ADR-024: Deep Provider Fingerprinting¶
- Status: Accepted
- Date: 2026-01-11
- Updated: 2026-01-16
- Authors: Podcast Scraper Team
- Related RFCs: RFC-016
Context & Problem Statement¶
AI outputs are highly sensitive to environment variables (PyTorch version, GPU model, quantization level). Simply recording the model name (whisper-large-v3) is insufficient to reproduce a result exactly or to debug a sudden drop in quality.
Decision¶
We implement Deep Provider Fingerprinting. Every AI-generated output (transcript, summary) must include a fingerprint containing:
- Run Context: Run ID, baseline/reference ID, dataset ID, git commit/branch/dirty status
- Provider: Provider type, library, library version
- Model: Task, model name, model version/revision, endpoint, tokenizer details
- Generation Params: Temperature, top_p, max_new_tokens, min_new_tokens, repetition_penalty, seed
- Preprocessing: Profile ID, profile version, detailed steps (remove_timestamps, normalize_speakers, etc.)

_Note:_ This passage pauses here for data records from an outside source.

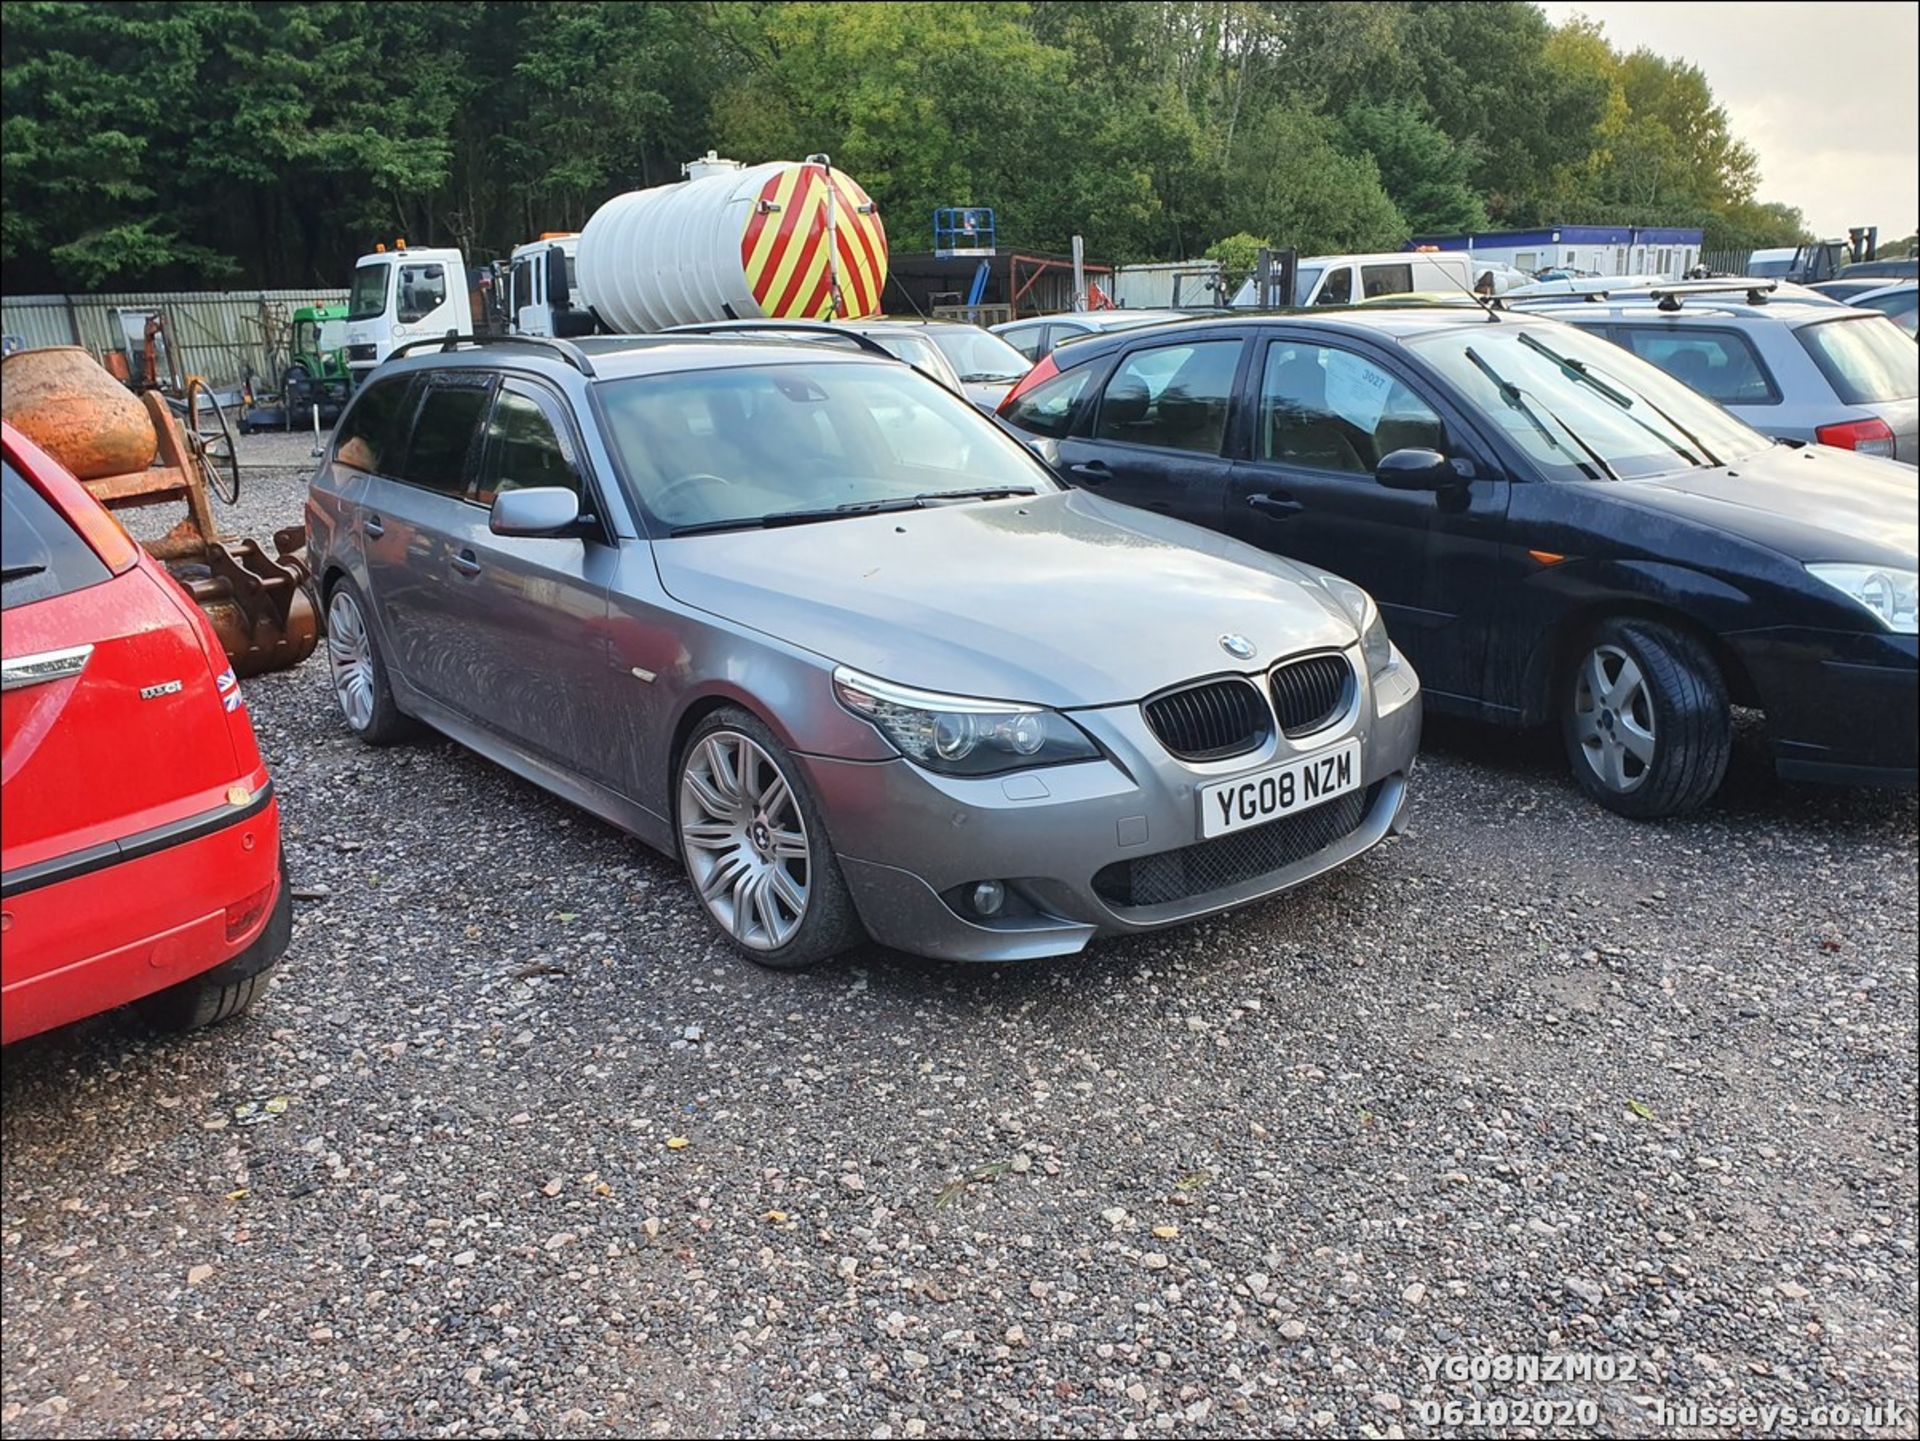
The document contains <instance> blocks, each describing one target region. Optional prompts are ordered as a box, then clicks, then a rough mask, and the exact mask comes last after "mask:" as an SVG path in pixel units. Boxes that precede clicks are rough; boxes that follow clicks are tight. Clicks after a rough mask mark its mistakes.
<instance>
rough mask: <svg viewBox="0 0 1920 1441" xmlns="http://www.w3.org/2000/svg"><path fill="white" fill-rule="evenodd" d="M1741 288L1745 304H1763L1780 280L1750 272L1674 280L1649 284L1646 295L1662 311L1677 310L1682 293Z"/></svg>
mask: <svg viewBox="0 0 1920 1441" xmlns="http://www.w3.org/2000/svg"><path fill="white" fill-rule="evenodd" d="M1741 290H1745V292H1747V305H1764V303H1766V297H1768V295H1772V294H1774V292H1776V290H1780V282H1778V280H1759V278H1755V276H1751V274H1745V276H1724V278H1720V280H1676V282H1674V284H1670V286H1649V288H1647V295H1649V297H1653V299H1657V301H1659V303H1661V309H1663V311H1678V309H1680V297H1682V295H1726V294H1738V292H1741Z"/></svg>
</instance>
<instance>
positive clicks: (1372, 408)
mask: <svg viewBox="0 0 1920 1441" xmlns="http://www.w3.org/2000/svg"><path fill="white" fill-rule="evenodd" d="M1323 355H1325V357H1327V409H1329V411H1332V413H1334V414H1336V416H1340V418H1342V420H1346V422H1350V424H1354V426H1357V428H1359V430H1365V432H1367V434H1373V430H1375V428H1379V424H1380V413H1382V411H1386V397H1388V391H1392V388H1394V378H1392V376H1390V374H1386V372H1384V370H1380V368H1377V366H1373V365H1367V363H1365V361H1361V359H1359V357H1357V355H1348V353H1346V351H1323Z"/></svg>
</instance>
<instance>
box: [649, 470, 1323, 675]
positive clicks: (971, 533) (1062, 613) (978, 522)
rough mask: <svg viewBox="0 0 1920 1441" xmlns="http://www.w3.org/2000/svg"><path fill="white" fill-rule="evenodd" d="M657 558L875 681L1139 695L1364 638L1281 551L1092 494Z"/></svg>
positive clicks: (792, 533)
mask: <svg viewBox="0 0 1920 1441" xmlns="http://www.w3.org/2000/svg"><path fill="white" fill-rule="evenodd" d="M655 558H657V564H659V572H660V581H662V583H664V585H666V589H668V593H670V595H674V597H676V599H678V601H682V602H684V604H689V606H695V608H699V610H707V612H712V614H716V616H724V618H728V620H733V622H737V624H741V626H749V627H753V629H758V631H764V633H768V635H776V637H780V639H783V641H789V643H793V645H799V647H803V649H806V650H812V652H816V654H820V656H826V658H829V660H835V662H841V664H847V666H852V668H854V670H860V672H866V673H868V675H876V677H879V679H889V681H897V683H902V685H914V687H920V689H927V691H947V693H952V695H970V697H983V698H995V700H1029V702H1037V704H1046V706H1100V704H1117V702H1133V700H1139V698H1142V697H1146V695H1152V693H1154V691H1160V689H1164V687H1167V685H1175V683H1179V681H1187V679H1194V677H1200V675H1213V673H1221V672H1258V670H1263V668H1265V666H1271V664H1273V662H1277V660H1281V658H1284V656H1288V654H1298V652H1300V650H1311V649H1323V647H1346V645H1352V643H1354V639H1356V631H1354V624H1352V622H1350V620H1348V618H1346V612H1342V610H1340V608H1338V604H1336V602H1334V601H1332V597H1329V595H1327V591H1323V589H1321V587H1319V585H1317V583H1313V581H1311V579H1308V578H1306V574H1304V572H1298V570H1294V568H1292V566H1290V564H1288V562H1284V560H1277V558H1275V556H1269V555H1265V553H1263V551H1256V549H1254V547H1250V545H1242V543H1238V541H1233V539H1229V537H1225V535H1215V533H1213V532H1206V530H1198V528H1196V526H1187V524H1183V522H1179V520H1171V518H1165V516H1154V514H1150V512H1144V510H1135V508H1129V507H1119V505H1114V503H1110V501H1102V499H1098V497H1092V495H1087V493H1085V491H1066V493H1056V495H1037V497H1031V499H1012V501H979V503H964V505H943V507H937V508H929V510H904V512H889V514H872V516H849V518H845V520H829V522H820V524H810V526H785V528H776V530H743V532H724V533H712V535H684V537H678V539H662V541H657V543H655ZM1223 635H1236V637H1244V639H1246V641H1250V643H1252V645H1254V654H1252V658H1250V660H1240V658H1235V656H1233V654H1231V652H1229V650H1227V649H1225V647H1223V645H1221V637H1223Z"/></svg>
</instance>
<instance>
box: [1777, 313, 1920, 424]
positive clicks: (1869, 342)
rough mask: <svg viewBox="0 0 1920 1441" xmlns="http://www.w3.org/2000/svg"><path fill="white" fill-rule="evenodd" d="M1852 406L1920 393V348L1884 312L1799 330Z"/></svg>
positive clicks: (1810, 327) (1907, 398) (1906, 398)
mask: <svg viewBox="0 0 1920 1441" xmlns="http://www.w3.org/2000/svg"><path fill="white" fill-rule="evenodd" d="M1793 334H1795V336H1799V343H1801V345H1805V347H1807V353H1809V355H1811V357H1812V363H1814V365H1818V366H1820V374H1824V376H1826V378H1828V384H1830V386H1834V393H1836V395H1839V399H1843V401H1845V403H1847V405H1880V403H1884V401H1910V399H1914V395H1920V347H1916V345H1914V343H1912V342H1910V340H1907V336H1905V334H1901V328H1899V326H1897V324H1893V322H1891V320H1887V319H1885V317H1884V315H1855V317H1847V319H1841V320H1822V322H1818V324H1811V326H1801V328H1799V330H1795V332H1793Z"/></svg>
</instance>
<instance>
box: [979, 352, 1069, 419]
mask: <svg viewBox="0 0 1920 1441" xmlns="http://www.w3.org/2000/svg"><path fill="white" fill-rule="evenodd" d="M1058 374H1060V366H1058V365H1054V357H1052V355H1043V357H1041V363H1039V365H1037V366H1033V368H1031V370H1027V374H1023V376H1021V378H1020V380H1016V382H1014V388H1012V390H1010V391H1006V395H1002V397H1000V407H998V409H996V411H995V414H1006V413H1008V411H1012V409H1014V401H1018V399H1020V397H1021V395H1025V393H1027V391H1029V390H1033V388H1035V386H1039V384H1041V382H1043V380H1052V378H1054V376H1058Z"/></svg>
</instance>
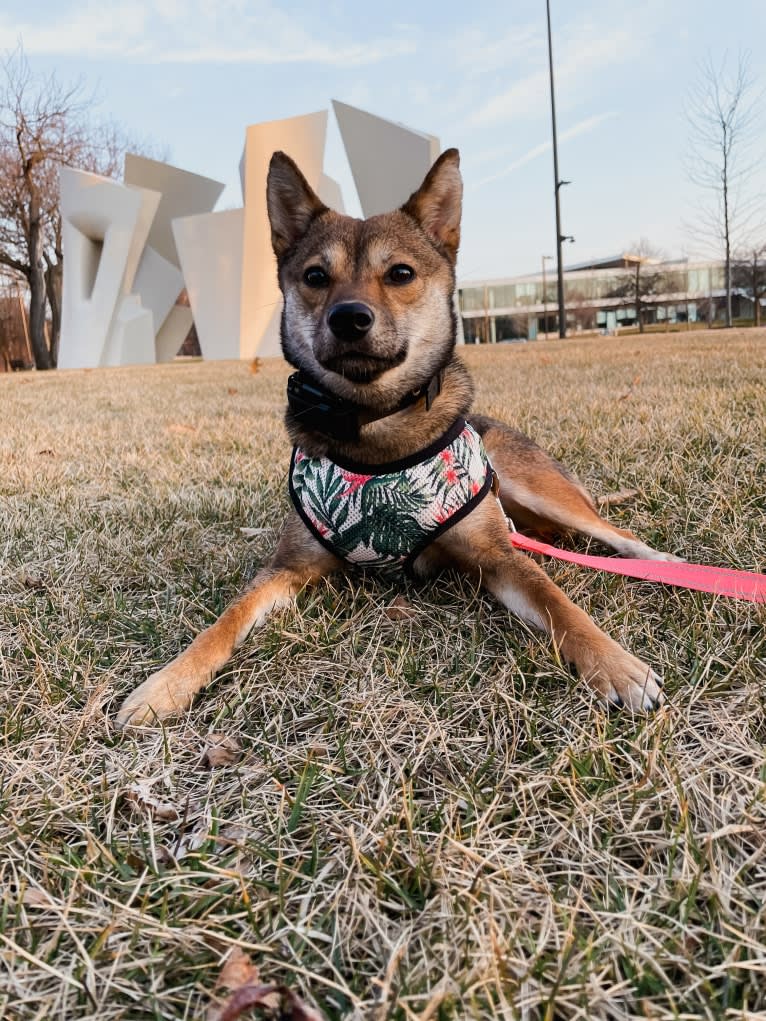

- Chunking: Strategy, token/word chunk sizes, overlap, boundary heuristics
- Prompts: Template ID, template SHA256, parameters
- Environment: Python version, OS, dependencies
- Runtime: Device (MPS/CUDA/CPU), backend, torch version, dtype, inference backend, compile settings
Implementation: The fingerprint is stored as fingerprint.json in baseline/reference/run directories, with a reference from predictions.jsonl entries via fingerprint_ref.
Rationale¶
- Reproducibility: Enables developers to perfectly recreate an experimental environment.
- Debugging: If metrics drop between two machines, the fingerprint quickly identifies if the cause is a library version mismatch or hardware difference.
- Transparency: Provides full "provenance" for every piece of generated content.
Alternatives Considered¶
- Basic Metadata: Rejected as it misses critical hardware/library variables that impact model non-determinism.
Consequences¶
- Positive: Scientific-grade experimental tracking; easier cross-machine debugging.
- Negative: Adds a small amount of overhead to output metadata files.